The work had been completed without official approval by the Assembly, although it had earlier approved the concept and initial expenditures. Hickel was ready to go to court to collect the money for the work done in good faith.

According to Assemblyman Chris Constant and the Anchorage Daily News, the $2.4 million is going to hit Anchorage homeowners in the form of increased tax bills, and they want taxpayers to blame it on the mayor.

In reality, the additional cost from this settlement will be less than half a percent of the total property tax revenue that Anchorage collected in 2022 – which was around $600 million. The legal fees that the Assembly has run up since Bronson took office are likely to have a bigger impact on property taxes, along with the purchase of the Golden Lion hotel for $9.5 million to create a drug rehab facility — something done under the administration of Mayor Ethan Berkowitz.

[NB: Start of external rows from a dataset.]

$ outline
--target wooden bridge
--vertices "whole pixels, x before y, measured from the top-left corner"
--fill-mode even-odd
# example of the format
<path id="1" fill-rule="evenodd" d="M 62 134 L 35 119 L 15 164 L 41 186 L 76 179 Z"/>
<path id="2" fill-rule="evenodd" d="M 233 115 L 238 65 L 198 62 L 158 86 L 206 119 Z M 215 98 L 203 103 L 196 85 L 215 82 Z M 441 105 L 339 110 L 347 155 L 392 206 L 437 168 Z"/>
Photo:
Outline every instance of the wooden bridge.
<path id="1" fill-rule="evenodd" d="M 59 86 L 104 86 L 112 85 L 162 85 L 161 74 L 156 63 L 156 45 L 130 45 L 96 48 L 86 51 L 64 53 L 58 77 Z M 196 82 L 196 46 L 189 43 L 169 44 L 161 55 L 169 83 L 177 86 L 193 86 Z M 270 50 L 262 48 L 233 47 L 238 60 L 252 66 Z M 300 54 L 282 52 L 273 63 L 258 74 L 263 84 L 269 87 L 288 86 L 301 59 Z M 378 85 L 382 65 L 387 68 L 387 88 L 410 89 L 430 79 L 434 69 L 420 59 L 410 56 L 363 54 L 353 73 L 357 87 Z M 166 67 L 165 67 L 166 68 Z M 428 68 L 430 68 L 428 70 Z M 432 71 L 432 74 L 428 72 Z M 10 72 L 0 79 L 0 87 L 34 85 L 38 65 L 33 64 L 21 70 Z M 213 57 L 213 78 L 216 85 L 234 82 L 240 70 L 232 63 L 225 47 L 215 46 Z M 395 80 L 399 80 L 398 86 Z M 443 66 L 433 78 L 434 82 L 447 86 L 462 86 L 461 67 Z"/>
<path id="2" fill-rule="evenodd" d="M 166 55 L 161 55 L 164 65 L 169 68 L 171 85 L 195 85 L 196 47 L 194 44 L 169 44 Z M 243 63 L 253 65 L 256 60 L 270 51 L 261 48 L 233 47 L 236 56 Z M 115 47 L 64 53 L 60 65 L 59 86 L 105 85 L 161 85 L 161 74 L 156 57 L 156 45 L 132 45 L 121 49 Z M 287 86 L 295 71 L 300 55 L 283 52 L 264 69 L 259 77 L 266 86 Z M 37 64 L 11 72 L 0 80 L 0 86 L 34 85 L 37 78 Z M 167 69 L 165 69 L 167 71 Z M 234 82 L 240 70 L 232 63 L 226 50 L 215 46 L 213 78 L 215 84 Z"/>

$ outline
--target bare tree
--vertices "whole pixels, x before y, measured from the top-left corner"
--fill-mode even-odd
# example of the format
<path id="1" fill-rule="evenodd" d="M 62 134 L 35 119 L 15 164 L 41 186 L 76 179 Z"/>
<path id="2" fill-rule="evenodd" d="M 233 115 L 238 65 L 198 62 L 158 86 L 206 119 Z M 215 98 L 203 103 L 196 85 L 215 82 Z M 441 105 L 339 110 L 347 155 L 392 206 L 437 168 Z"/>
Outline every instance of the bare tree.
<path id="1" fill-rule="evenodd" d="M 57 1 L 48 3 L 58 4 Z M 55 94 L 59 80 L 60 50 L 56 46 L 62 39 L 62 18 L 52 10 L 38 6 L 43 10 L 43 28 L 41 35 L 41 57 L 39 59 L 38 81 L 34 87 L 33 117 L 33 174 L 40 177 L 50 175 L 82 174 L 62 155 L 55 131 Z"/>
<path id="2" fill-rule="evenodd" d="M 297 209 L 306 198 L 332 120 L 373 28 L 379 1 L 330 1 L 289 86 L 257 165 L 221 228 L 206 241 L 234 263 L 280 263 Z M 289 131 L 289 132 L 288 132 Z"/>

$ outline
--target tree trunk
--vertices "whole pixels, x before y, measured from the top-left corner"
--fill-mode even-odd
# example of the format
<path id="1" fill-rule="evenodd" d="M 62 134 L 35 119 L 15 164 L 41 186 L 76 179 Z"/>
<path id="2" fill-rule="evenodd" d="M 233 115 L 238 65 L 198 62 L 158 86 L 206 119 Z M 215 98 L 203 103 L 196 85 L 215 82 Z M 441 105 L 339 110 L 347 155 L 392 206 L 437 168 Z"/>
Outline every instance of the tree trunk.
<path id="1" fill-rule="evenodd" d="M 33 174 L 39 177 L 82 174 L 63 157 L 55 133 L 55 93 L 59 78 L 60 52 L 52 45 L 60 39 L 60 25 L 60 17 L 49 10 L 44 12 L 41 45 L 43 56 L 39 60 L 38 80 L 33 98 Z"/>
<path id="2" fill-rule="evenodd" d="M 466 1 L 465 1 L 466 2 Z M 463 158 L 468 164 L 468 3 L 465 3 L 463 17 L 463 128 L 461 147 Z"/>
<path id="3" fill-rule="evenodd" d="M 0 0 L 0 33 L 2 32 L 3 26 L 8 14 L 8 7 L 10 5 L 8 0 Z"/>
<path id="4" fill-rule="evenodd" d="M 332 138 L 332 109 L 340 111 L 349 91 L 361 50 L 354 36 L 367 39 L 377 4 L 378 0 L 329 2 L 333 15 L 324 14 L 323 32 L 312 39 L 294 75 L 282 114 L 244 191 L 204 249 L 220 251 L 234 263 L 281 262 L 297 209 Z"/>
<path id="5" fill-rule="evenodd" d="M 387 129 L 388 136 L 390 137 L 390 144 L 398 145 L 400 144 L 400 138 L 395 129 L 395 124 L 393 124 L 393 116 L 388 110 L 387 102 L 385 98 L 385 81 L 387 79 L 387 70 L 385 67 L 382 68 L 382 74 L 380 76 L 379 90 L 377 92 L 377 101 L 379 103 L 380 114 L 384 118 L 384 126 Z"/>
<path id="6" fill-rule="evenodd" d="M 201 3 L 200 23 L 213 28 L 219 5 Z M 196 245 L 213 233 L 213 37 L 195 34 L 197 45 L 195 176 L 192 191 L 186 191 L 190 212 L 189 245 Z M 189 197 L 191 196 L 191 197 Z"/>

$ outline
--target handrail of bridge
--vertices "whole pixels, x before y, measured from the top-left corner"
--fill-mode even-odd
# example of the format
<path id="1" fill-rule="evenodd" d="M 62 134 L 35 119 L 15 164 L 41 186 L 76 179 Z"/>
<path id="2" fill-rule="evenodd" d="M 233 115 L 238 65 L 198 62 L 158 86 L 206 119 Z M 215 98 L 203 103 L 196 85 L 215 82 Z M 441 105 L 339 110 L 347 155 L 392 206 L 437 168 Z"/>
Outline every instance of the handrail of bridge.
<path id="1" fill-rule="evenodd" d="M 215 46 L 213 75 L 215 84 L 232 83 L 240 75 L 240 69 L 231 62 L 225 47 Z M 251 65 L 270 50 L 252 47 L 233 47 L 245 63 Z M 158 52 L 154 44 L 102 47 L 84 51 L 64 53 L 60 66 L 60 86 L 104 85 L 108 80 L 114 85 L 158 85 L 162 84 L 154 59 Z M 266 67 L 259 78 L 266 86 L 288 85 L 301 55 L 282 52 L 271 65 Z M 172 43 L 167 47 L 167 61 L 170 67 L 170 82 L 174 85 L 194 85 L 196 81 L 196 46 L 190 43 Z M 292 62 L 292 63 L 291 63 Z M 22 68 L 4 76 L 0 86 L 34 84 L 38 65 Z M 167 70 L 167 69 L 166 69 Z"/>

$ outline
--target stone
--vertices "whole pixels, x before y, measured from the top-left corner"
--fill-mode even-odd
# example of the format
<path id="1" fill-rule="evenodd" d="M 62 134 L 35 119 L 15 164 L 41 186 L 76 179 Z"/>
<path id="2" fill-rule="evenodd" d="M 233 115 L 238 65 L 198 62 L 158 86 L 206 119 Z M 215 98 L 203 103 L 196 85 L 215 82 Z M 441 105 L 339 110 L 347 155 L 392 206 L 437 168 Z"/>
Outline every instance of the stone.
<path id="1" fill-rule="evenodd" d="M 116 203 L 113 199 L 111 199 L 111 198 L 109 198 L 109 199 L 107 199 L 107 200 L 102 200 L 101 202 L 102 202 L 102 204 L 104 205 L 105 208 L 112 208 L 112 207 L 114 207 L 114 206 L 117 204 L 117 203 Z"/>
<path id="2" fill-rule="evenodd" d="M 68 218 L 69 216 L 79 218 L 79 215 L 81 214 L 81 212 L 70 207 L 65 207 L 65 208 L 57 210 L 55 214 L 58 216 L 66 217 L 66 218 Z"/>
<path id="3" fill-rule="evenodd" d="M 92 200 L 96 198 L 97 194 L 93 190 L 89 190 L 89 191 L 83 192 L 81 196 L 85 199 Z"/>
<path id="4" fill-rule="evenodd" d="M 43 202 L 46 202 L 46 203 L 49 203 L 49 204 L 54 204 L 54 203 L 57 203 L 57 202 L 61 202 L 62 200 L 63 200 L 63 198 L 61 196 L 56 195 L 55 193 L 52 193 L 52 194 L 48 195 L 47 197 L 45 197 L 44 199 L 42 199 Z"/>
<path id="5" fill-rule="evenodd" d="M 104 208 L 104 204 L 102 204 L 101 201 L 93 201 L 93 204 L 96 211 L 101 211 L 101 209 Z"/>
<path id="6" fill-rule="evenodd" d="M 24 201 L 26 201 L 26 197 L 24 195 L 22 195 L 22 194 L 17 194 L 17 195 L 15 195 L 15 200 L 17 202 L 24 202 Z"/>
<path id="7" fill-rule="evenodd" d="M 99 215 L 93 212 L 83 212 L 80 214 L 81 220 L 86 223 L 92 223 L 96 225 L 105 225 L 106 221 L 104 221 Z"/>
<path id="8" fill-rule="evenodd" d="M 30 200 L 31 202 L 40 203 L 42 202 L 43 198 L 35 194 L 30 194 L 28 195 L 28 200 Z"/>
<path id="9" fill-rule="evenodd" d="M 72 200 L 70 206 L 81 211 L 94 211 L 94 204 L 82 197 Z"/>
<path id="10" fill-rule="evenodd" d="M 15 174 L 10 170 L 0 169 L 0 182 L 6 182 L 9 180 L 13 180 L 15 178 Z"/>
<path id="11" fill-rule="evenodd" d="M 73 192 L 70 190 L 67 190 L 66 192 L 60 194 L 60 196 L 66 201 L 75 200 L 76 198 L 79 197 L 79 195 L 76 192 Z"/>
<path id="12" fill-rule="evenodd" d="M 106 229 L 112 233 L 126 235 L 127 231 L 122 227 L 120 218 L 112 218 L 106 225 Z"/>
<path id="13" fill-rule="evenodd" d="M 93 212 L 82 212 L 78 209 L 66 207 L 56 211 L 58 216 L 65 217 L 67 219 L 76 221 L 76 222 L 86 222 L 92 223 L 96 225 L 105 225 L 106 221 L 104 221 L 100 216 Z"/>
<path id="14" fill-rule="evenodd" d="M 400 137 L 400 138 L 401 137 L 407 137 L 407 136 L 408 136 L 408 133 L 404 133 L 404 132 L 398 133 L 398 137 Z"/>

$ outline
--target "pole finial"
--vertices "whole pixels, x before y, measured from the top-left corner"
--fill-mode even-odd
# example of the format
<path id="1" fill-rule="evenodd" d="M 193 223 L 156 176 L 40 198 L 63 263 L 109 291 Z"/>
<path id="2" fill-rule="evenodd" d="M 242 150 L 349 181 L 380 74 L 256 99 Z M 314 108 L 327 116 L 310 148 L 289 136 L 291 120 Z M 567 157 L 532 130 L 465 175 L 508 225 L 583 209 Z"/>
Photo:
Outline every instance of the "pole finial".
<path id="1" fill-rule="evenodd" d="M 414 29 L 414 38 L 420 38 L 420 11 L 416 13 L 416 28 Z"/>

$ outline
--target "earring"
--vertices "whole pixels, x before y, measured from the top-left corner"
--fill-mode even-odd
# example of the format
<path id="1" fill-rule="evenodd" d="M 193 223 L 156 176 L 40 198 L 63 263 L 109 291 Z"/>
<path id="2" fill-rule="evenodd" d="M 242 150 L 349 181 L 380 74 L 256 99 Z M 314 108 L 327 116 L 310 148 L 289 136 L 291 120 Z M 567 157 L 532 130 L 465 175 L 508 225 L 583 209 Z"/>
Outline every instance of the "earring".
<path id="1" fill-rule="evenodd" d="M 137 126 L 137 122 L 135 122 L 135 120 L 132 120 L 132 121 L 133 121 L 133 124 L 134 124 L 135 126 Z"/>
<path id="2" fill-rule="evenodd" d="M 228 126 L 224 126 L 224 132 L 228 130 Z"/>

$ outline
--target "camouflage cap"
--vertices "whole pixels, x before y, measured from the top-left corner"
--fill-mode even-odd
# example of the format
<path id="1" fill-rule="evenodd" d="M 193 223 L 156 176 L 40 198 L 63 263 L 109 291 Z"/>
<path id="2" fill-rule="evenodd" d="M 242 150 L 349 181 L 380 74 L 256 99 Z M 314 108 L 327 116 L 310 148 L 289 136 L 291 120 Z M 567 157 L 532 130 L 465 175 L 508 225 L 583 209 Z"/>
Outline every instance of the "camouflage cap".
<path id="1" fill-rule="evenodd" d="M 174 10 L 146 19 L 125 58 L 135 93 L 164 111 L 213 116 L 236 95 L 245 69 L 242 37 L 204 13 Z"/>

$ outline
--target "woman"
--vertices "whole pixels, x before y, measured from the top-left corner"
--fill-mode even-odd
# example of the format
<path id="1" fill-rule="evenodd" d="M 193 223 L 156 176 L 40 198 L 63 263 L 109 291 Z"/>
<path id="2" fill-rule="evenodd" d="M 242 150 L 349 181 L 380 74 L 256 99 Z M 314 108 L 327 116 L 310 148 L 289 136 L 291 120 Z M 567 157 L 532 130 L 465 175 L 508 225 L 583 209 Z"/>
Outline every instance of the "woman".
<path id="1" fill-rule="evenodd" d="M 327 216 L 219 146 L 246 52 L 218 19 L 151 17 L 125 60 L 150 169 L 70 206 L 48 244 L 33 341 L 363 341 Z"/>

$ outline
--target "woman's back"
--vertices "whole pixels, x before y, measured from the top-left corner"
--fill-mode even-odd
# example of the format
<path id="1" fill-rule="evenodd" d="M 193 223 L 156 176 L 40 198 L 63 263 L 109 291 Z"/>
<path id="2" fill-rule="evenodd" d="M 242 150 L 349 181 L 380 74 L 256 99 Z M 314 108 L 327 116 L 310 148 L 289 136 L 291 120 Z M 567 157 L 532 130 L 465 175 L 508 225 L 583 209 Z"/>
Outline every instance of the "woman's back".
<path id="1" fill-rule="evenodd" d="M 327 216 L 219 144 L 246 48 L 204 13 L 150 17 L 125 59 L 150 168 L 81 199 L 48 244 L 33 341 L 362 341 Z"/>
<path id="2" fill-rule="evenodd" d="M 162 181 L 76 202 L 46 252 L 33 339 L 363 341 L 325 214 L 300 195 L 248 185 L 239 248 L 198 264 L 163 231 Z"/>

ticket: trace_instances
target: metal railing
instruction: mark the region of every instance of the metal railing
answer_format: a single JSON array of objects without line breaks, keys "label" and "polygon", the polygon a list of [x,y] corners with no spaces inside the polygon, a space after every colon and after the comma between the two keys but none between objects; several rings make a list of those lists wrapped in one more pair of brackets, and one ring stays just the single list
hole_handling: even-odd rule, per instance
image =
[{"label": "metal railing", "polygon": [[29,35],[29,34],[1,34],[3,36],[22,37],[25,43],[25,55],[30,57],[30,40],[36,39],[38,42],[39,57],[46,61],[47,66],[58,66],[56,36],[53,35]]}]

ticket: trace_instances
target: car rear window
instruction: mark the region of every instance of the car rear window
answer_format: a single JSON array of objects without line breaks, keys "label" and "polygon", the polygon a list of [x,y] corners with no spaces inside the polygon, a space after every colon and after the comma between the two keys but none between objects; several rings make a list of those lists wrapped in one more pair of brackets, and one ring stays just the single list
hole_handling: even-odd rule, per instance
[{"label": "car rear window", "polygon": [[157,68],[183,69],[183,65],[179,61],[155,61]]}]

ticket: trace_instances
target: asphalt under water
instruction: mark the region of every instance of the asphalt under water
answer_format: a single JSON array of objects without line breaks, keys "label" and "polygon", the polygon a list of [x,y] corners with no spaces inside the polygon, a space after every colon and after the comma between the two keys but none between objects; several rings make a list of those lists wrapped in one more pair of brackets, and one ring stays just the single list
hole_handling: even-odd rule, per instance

Critics point out contend that had this navigation center been built and operational during the previous winter, the cost savings by addressing homelessness would have been significant.

Instead, homeless were housed for a third year at the Sullivan Arena, which taxpayers built for an entertainment venue.

The Bronson administration has estimated that the Sullivan Arena that every five months of operation of the Sullivan for homeless shelter for those who cannot follow the rules of structured shelters would cost between $1.7 million to $3 million, depending on the number of homeless housed.

Assembly Member Kevin Cross, a proponent of finishing the navigation center, said it is “, “The navigation center is “probably our most realistic for the amount of people that can service, that we can have in place before cold weather.” If the Assembly doesn’t act soon, “then the reality is we’re just going to be opening the Sullivan Arena back up,” he said.

Bronson’s administration estimated the cost for the construction of the navigation center to be $12.2 million. Operating it could cost $7.9 million a year. The money to complete the project appears to have been siphoned off by the Assembly for other uses, and so there seems to be no path forward for the navigation center at this juncture.

“I don’t deny that it could possibly do good in our community if it’s a well-planned facility, but it’s not going to solve our staffing needs for social workers or for treatment beds. It’s not going to solve our need for housing, which is the solution to homelessness, and it’s not going to solve all of our need for the winter,” said Assemblyman Felix Rivera, who has opposed the navigation center all along.

Due to the Assembly’s refusal to work with the mayor, the materials for the project, already purchased, shipped, and received by the municipality, are gathering dust in a warehouse in Eagle River – -a facility built for city equipment but now repurposed as a makeshift shelter for materials that were intended to shelter humans.

Meanwhile, some members of the Anchorage Assembly are exploring purchasing and assembly homeless shacks called “pallet homes,” which have been dubbed “sugarcoated slave shacks” by critics who oppose them in Seattle and other places, because they are government-constructed slums that resemble those in third-world countries, such as Soweto, South Africa.